Nous nous assoyons sur les balles et attendons que des renforts viennent les prendre, puis nous retournons à Sells. Je demande à Nez s'il est frustré par le travail. Il répond non. «J'aime le défi. Mais je pense surtout aux jeunes enfants », dit-il. «C’est satisfaisant de savoir que nous empêchons au moins une partie de la drogue d’être livrée à la rue et aux enfants.»

Pendant que nous parlons, Scout bondit et sprinte dans des buissons à proximité, son arme à la main. Nez se lève et court après lui. Je vois un éclair d'un t-shirt blanc et regarde Scout et Nez disparaître dans le mesquite et le bois gras.

Quelques minutes plus tard, la paire revient. Deux passeurs étaient restés avec les drogues. Nez et Scout ont dû les laisser partir - les chances d'une rencontre violente étaient trop grandes dans le feuillage épais, et les officiers des Loups de l'ombre avaient ordre de rester avec toutes les drogues que leur unité leur apporterait.

Vingt minutes plus tard, Nez indique un point situé à environ 1 000 pieds d'altitude, au sommet de la crête. Les deux passeurs nous regardent. Ils se précipitent dessus et disparaissent.

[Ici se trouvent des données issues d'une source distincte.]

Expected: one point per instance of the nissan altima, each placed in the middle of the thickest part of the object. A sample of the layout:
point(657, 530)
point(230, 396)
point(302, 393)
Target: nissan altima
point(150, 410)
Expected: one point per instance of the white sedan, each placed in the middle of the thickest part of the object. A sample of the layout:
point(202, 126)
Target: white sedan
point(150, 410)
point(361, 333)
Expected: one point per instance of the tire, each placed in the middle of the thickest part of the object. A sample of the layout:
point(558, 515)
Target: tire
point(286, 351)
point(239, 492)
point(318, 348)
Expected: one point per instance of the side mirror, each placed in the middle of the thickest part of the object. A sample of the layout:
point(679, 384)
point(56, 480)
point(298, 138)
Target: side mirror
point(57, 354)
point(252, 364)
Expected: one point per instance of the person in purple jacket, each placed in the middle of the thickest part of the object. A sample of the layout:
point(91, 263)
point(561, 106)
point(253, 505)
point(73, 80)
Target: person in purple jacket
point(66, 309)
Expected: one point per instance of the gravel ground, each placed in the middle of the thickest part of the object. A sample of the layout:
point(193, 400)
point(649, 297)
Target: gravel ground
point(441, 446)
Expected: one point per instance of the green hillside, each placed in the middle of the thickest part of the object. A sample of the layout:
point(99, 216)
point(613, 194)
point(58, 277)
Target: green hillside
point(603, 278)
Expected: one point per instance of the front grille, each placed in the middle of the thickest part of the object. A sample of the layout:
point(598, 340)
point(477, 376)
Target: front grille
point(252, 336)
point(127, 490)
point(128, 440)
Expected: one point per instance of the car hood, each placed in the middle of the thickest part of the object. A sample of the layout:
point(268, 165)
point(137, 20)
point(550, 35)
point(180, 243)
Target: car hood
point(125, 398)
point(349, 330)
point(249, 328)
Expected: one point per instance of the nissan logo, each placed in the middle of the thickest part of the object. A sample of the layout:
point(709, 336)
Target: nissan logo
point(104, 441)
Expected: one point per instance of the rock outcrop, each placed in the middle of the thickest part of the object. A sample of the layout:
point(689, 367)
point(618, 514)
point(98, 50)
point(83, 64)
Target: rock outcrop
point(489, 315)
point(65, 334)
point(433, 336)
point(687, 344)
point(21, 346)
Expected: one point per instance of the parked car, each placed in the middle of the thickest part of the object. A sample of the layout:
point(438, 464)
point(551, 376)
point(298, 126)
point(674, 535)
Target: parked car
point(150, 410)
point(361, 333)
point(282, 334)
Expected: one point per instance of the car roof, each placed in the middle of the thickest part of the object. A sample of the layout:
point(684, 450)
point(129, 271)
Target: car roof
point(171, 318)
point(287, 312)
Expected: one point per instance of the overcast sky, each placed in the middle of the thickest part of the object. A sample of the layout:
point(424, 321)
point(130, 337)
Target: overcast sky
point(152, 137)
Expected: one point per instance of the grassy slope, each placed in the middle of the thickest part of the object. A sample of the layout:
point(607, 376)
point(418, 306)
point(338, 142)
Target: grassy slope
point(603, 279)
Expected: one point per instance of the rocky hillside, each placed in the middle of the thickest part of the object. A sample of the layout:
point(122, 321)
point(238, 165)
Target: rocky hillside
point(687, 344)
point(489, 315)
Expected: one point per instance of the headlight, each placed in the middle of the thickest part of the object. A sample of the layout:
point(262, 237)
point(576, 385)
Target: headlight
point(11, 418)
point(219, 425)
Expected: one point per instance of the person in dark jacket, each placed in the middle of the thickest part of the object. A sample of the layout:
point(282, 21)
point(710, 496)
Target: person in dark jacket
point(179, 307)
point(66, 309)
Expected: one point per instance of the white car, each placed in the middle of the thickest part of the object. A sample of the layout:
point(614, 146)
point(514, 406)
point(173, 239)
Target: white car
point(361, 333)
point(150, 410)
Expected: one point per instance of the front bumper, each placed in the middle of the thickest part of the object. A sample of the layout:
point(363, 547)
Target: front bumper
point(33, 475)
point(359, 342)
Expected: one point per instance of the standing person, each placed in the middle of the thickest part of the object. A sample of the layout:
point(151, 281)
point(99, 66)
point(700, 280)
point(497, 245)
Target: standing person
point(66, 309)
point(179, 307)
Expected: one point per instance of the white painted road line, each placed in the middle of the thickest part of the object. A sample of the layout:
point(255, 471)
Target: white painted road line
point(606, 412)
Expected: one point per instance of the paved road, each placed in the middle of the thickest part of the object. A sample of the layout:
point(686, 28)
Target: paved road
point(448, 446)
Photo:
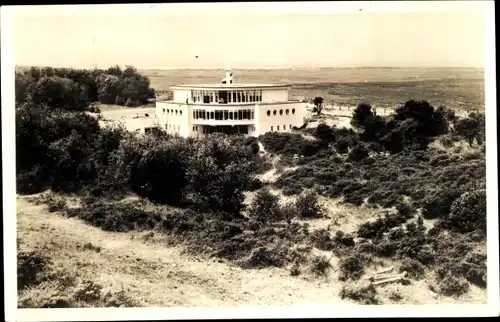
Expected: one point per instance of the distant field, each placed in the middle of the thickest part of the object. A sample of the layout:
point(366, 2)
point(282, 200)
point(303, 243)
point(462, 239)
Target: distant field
point(382, 87)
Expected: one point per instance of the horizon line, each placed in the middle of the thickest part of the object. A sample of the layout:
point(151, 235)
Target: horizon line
point(260, 68)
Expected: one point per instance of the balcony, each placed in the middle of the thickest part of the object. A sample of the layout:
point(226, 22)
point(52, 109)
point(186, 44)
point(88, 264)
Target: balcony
point(222, 122)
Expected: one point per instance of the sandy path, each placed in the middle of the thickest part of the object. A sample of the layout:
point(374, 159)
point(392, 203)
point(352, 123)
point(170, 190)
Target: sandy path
point(157, 275)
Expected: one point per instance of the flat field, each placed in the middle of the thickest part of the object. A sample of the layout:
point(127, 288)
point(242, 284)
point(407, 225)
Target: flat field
point(459, 88)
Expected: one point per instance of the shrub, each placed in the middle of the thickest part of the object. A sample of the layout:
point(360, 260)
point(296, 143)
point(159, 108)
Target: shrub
point(320, 265)
point(413, 267)
point(340, 238)
point(321, 239)
point(263, 257)
point(265, 207)
point(357, 153)
point(30, 264)
point(119, 299)
point(88, 291)
point(342, 146)
point(453, 286)
point(56, 204)
point(438, 204)
point(366, 294)
point(308, 206)
point(360, 114)
point(324, 132)
point(352, 267)
point(468, 212)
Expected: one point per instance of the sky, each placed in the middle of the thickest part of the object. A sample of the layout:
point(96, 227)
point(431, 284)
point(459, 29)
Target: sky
point(156, 37)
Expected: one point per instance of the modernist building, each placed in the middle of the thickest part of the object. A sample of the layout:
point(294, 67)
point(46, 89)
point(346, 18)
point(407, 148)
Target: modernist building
point(228, 107)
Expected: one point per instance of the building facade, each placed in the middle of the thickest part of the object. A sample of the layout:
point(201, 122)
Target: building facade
point(251, 109)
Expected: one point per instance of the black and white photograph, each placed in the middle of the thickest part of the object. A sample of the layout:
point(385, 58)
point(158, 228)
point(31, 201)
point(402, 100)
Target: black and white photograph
point(249, 160)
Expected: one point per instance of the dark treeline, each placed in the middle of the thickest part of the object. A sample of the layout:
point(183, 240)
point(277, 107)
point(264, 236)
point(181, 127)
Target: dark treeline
point(74, 89)
point(382, 161)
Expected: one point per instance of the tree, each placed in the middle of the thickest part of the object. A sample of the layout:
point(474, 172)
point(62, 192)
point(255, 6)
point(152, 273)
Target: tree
point(471, 128)
point(468, 212)
point(318, 103)
point(358, 153)
point(342, 146)
point(374, 128)
point(265, 206)
point(360, 115)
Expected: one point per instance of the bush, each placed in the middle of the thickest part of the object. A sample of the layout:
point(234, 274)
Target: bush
point(320, 265)
point(438, 204)
point(366, 294)
point(308, 206)
point(30, 265)
point(342, 146)
point(265, 207)
point(352, 267)
point(452, 286)
point(324, 132)
point(413, 267)
point(321, 239)
point(357, 153)
point(468, 212)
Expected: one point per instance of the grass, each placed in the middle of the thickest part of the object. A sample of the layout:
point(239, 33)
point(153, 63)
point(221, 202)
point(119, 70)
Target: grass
point(108, 253)
point(384, 87)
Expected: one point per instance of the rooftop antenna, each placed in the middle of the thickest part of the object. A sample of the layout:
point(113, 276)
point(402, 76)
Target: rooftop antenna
point(93, 51)
point(229, 76)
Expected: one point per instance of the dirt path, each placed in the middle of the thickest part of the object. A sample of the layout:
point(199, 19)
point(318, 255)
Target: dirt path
point(157, 275)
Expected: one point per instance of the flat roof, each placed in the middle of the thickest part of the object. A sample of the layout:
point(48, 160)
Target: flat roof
point(229, 86)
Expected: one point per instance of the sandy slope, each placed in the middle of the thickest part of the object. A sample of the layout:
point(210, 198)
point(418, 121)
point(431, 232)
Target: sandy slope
point(156, 274)
point(159, 275)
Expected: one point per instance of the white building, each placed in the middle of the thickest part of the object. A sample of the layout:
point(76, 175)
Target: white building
point(228, 107)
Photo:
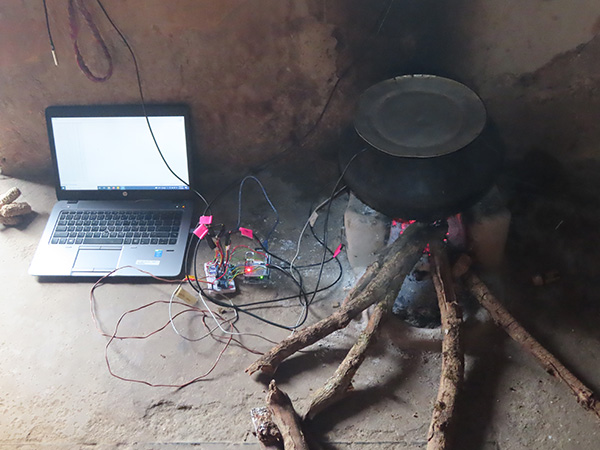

«Ces gars-là commencent à m'agacer», dit Nez.

«Ouais», accepte Scout. "Je les veux ." Il passe un appel sur sa radio et lit quelques coordonnées. En 15 minutes, nous entendons le tintement d'un hélicoptère Blackhawk qui a quitté Tucson et qui se dirige maintenant de l'autre côté de la colline.

Après plusieurs minutes, l'hélicoptère disparaît derrière la crête. Nous apprenons par radio que les deux hommes ont été capturés et emmenés au siège à Sells.

«Ces gars-là étaient plutôt battus», déclare David Gasho, un officier à bord. "Ils n'ont même pas essayé de se cacher." L'hélicoptère avait atterri sur une partie plate du désert. D'après Gasho, les douaniers à l'intérieur de l'hélicoptère avaient simplement attendu que les deux hommes les rejoignent. Ils n'avaient offert aucune résistance.

Les hommes affirment ne pas être des passeurs, de simples UDA qui ont eu peur et se sont enfuis en voyant les officiers. Mais interrogés séparément à Sells une heure plus tard, ils avouent rapidement. Les hommes, âgés de 24 et 22 ans, ont déclaré avoir été embauchés dans la rue à Caborca, au Mexique, à une centaine de kilomètres au sud de la frontière, et avaient saisi l'opportunité de gagner 800 dollars en espèces pour quelques jours de travail. bonanza en considérant que le meilleur salaire à l’asperge locale est de 20 $ par semaine.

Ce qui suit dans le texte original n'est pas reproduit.